Rating: 2 out of 5 stars
Sypnosis from Goodreads:
Please make a list of every possession you consider essential to your life.
The request seems odd, even intrusive—and for the two women who answer, the consequences are devastating.
Reeling from a traumatic break-in, Emma wants a new place to live. But none of the apartments she sees are affordable or feel safe. Until One Folgate Street. The house is an architectural masterpiece: a minimalist design of pale stone, plate glass, and soaring ceilings. But there are rules. The enigmatic architect who designed the house retains full control: no books, no throw pillows, no photos or clutter or personal effects of any kind. The space is intended to transform its occupant—and it does.
After a personal tragedy, Jane needs a fresh start. When she finds One Folgate Street she is instantly drawn to the space—and to its aloof but seductive creator. Moving in, Jane soon learns about the untimely death of the home’s previous tenant, a woman similar to Jane in age and appearance. As Jane tries to untangle truth from lies, she unwittingly follows the same patterns, makes the same choices, crosses paths with the same people, and experiences the same terror, as the girl before.
Let’s talk about the plot:
Okay, so I was definitely intrigued when I first started this. I enjoyed the multiple chapter point of views, and it was definitely reading as something unique – initially it all read as one long paragraph in the chapters, and even when there was dialogue, there weren’t any speech marks. This gave me Illuminae type vibes; it felt like I was reading an undesclosed document.
So from the past we have Emma and Simon, two seemingly in love people who have moved into this insane house, which sort of reminded me of the futuristic home in the Simpsons, voiced by Pierce Brosnan. It was high tech and there were a crazy set of rules and regulations Simon and Emma had to abide by, why they even wanted to live there? I don’t know. I have so many unanswered questions it’s infuriating.
And we have Jane, in the future; who is moving into the same house many years later; and seemingly has lots in common with Emma, who we learnt met her fate in the house.
This is where the mystery sets in, and its full of dramatic irony which was brilliant, but the ending ruined it for me. Okay so i was really annoyed by the revelation, of who killed Emma, I didn’t see it coming; but the ending, as it were, of Jane’s story, just made me think:
‘Are you kidding? You went through all this crap and that’s how you react?’
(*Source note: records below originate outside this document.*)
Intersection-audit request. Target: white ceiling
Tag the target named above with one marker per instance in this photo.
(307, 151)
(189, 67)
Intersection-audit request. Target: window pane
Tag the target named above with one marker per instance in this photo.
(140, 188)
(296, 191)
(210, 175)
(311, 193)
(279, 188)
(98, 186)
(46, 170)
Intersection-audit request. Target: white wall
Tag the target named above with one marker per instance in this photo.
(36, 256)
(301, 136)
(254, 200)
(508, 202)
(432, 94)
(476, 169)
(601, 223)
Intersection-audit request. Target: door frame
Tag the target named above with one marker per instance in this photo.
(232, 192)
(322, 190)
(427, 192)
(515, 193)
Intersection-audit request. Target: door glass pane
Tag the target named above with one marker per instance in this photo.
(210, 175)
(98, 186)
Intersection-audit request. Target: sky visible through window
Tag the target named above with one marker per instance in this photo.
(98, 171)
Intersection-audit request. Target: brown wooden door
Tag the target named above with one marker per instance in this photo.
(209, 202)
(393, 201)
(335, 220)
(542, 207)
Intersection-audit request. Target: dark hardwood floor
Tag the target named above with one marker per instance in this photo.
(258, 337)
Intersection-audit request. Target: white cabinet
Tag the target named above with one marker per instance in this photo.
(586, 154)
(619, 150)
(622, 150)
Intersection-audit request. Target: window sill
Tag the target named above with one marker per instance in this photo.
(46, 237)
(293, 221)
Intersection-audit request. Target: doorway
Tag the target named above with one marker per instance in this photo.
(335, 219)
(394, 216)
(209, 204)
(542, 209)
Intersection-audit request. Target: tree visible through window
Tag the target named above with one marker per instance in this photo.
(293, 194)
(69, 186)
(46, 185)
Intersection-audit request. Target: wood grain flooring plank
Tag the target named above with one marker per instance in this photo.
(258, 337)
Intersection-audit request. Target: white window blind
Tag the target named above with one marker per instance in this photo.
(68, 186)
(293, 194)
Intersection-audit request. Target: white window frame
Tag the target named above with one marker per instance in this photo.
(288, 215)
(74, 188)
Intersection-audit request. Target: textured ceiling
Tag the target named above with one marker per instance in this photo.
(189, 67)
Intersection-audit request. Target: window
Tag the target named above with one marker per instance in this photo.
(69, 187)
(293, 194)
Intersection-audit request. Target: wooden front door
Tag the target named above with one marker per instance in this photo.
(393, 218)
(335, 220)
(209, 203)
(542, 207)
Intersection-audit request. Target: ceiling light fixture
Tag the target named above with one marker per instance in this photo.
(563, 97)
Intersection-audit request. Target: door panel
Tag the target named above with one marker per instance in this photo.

Let’s talk about the characters:
Emma (past) Jane (present):
Both characters had much in common, they even shared an appearance. Literally their lives were almost identical, and even though they never met, Jane definitely felt Emma’s prescience throughout (and Jane finds herself caught up in Emma’s murder, seen as her ex boyfriend thinks it’s Emma’s lover who killed her). Essentially this book was full of a love square, even though it happened over two different times. I found both Emma and Jane to be fickle, their mood swings annoyed me, they went from feeling love to hate in half a minute. Ugh!
Edward, the architect of this ridiculous house, annoyed me from the start. So we initially feel sorry for him because his wife and infant son are killed prior to this book, but we don’t know how, exactly. Well we’re given a reason but I didn’t buy it, it might have been a cover up, but who knows.
He’s a psychopath, he treats both Emma and Jane despicably, and Simon isn’t much better; Simon says that he hates Edward, but honestly, he’s not much better, in fact, I don’t know who’s worse by the end. They’re both egomaniacs and it’s ridiculous, I hate any novel that is so suggestive towards domestic violence, so that made me particularly angry.
Let’s talk about the writing:
Okay, so as I said, the writing was unique to start off with, and defined atmospheric. But it got repetitive, and it was frustrating reading it continuously without the speech marks (unlike Illuminae, the novelty wore off pretty much instantly). I felt also that this book definitely dragged in places, it felt so much longer than its 406 pages. The one twist wasn’t nearly enough to save this book, and I can’t say I’d recommend it to anyone else in a heartbeat, but again, this is just my thoughts. That one decision of Jane’s annoyed me so much, I felt like it went against her character entirely.
And as for Astrid, who we meet at the end, all I’ll say is, good luck.